In the case of multiple threads loading the same file concurrently, Kernel#require
will succeed in just one of them and the rest will wait and return false. If a constant that has an autoload is concurrently referenced, the same can be said. Assuming no errors, only one thread will succeed, and the rest wait. There will be no context switching in the middle of an autoload that will result in a NameError
in other threads waiting for that constant.
Now, I'd like to have a discussion about those guarantees with fibers.

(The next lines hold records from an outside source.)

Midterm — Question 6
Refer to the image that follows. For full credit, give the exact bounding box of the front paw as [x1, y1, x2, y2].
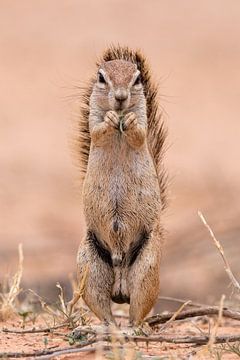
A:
[123, 112, 137, 131]
[104, 111, 119, 129]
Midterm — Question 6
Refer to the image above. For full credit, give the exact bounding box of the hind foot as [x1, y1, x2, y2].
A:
[122, 323, 152, 337]
[71, 323, 119, 340]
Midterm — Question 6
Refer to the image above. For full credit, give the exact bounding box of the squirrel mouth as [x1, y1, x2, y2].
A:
[114, 101, 127, 111]
[115, 104, 124, 111]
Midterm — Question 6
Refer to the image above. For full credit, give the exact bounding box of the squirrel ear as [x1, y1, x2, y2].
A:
[97, 60, 106, 70]
[98, 61, 107, 72]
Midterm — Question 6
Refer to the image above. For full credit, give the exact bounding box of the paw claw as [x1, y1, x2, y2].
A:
[122, 324, 152, 337]
[104, 111, 119, 129]
[123, 112, 138, 130]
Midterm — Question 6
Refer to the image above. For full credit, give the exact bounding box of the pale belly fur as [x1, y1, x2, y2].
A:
[83, 142, 161, 255]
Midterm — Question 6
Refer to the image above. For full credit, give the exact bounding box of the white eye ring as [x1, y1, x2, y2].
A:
[133, 74, 142, 86]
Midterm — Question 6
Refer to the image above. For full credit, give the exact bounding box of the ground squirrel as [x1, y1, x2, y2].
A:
[75, 46, 167, 328]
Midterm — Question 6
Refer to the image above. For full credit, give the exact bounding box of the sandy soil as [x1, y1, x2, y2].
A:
[1, 313, 240, 359]
[0, 0, 240, 339]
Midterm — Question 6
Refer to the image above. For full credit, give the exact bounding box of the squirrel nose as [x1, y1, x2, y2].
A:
[115, 89, 128, 102]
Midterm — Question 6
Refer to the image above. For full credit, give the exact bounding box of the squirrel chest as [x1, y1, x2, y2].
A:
[82, 138, 161, 251]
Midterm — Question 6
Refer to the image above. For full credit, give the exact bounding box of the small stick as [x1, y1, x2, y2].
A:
[0, 339, 97, 359]
[208, 294, 225, 350]
[2, 333, 240, 358]
[2, 323, 67, 334]
[198, 211, 240, 292]
[146, 306, 240, 326]
[35, 345, 100, 360]
[130, 333, 240, 345]
[67, 265, 89, 316]
[4, 305, 239, 335]
[159, 296, 206, 308]
[159, 300, 191, 332]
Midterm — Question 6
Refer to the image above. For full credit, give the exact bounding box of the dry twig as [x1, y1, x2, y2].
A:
[2, 304, 240, 334]
[159, 296, 205, 308]
[1, 333, 240, 359]
[159, 300, 191, 332]
[198, 211, 240, 292]
[130, 334, 240, 345]
[0, 337, 96, 359]
[146, 306, 240, 326]
[2, 323, 67, 334]
[207, 294, 225, 352]
[67, 265, 89, 316]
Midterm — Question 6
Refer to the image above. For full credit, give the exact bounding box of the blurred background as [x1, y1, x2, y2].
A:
[0, 0, 240, 306]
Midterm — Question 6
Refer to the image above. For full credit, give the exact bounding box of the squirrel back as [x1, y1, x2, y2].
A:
[75, 45, 167, 209]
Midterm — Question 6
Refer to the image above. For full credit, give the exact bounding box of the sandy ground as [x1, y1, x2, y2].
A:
[0, 0, 240, 305]
[1, 312, 240, 359]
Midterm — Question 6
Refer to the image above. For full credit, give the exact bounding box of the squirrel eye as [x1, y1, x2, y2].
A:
[98, 72, 106, 84]
[133, 74, 141, 86]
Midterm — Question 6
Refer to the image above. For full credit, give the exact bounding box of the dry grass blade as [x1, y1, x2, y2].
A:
[0, 244, 23, 321]
[198, 211, 240, 293]
[56, 282, 67, 315]
[67, 265, 89, 316]
[159, 295, 205, 308]
[159, 300, 192, 332]
[208, 295, 225, 351]
[28, 289, 58, 318]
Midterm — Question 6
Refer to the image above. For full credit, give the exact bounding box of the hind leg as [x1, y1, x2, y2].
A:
[128, 230, 162, 326]
[77, 241, 115, 325]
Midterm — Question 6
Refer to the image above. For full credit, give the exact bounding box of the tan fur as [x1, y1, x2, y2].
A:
[76, 46, 167, 327]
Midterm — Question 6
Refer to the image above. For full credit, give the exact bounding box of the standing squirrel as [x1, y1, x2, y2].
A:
[76, 45, 167, 328]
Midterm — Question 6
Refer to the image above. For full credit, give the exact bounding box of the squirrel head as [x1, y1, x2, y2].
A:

In the case of manually managed fibers, users can enter a deadlock by hand:
# This produces a deadlock.
File.write('/tmp/bar.rb', <<~RUBY)
Fiber.yield
RUBY
Fiber.new { require '/tmp/bar.rb' }.resume
Fiber.new { require '/tmp/bar.rb' }.resume
If this is expected, I guess users should be told this is a possibility in the API dosc? Because from a user perspective, you don't really have elements to anticipate a deadlock there if the docs don't warn you.
A similar deadlock can be triggered with an autoload
instead of a require
:
# This produces a deadlock.
File.write('/tmp/bar.rb', <<~RUBY)
Fiber.yield
Bar = 1
RUBY
autoload :Bar, '/tmp/bar.rb'
Fiber.new { Bar }.resume
Fiber.new { Bar }.resume
A different matter is fibers managed by fiber schedulers. I have not been able to enter a deadlock with the fiber schedulers I have tried, but from the point of view of the user, doing something like I/O or sleeping at the top-level is not unlike that manual Fiber.yield
above. The contract for fiber schedulers is mostly an interface, but it does not address this, at least in an explicit way. Do fiber schedulers guarantee anything about this with the current contract?
I'd be glad to volunteer docs with the conclusions of this thread.